PBMC Dextramer staining for SARS-CoV-2 antigen-specific T cell enrichment and single-cell sequencing

To further validate and investigate the SARS-CoV-2 antigen-specific T cell populations in our single-cell dataset, day 10, 14 and 28 post-inoculation PBMCs samples from all 16 participants were further enriched and processed for single-cell sequencing using a multi-allele panel of 44 SARS-CoV-2 antigen-specific dCODE Dextramers (10x compatible) (Immudex, see Supplementary Table 1k for full panel). This panel includes five antigen-specific T-cell populations, spanning four MHC class I and one MHC class II alleles (covering a total of 15 participants; see Supplementary Table 1l) and several negative controls. Samples were then stained with several FACS antibodies (for monocyte and T cells) and sorted using a MACSQuant Tyto cell sorter (Miltenyi Biotec), after which PE-dCODE Dextramer-positive cells were collected and processed for 10x 5′ single-cell capture. This enabled the quantification of paired clonal TCR sequence and TCR specificity by overlaying single-cell V(D)J expression onto dCODE Dextramer-positive cell clusters.

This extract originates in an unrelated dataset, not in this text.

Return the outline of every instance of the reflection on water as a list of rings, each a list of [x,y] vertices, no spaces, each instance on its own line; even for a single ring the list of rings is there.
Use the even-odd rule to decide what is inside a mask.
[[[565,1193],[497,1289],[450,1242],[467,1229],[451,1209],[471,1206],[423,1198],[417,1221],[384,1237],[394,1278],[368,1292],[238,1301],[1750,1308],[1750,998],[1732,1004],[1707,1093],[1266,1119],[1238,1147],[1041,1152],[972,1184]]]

The Dextramer staining protocol was taken from Immudex and optimized and adapted to suit our samples and pooling and staining strategy. In brief, the PBMC samples were thawed in batches of 7–8 samples and the cell number and viability for each sample calculated using Trypan Blue as described above. All cells from each sample were then pooled together in a fresh 1.5 ml Eppendorf tube. Note that the pooling strategy here was such that only one sample per participant or donor was used per pool to enable subsequent demultiplexing by genotype, with each pool containing a mixture of time points to help reduce batch effect. To ensure the collection of as many cells as possible, each of the original sample tubes was then washed with 200 µl staining buffer (1× PBS pH 7.4 containing 5% heat-inactivated FBS (Thermo Fisher Scientific, 10500064) and 0.1 g l–1 herring sperm DNA (Thermo Fisher Scientific, 15634017)) and added to the pool. The tube was then topped up to 1.4 ml with staining buffer and centrifuged down to a pellet (400g for 5 min at 4 °C). The supernatant was carefully removed and the cell pellet gently resuspended in a total of 30–40 µl staining buffer, depending on pellet size, ready for staining.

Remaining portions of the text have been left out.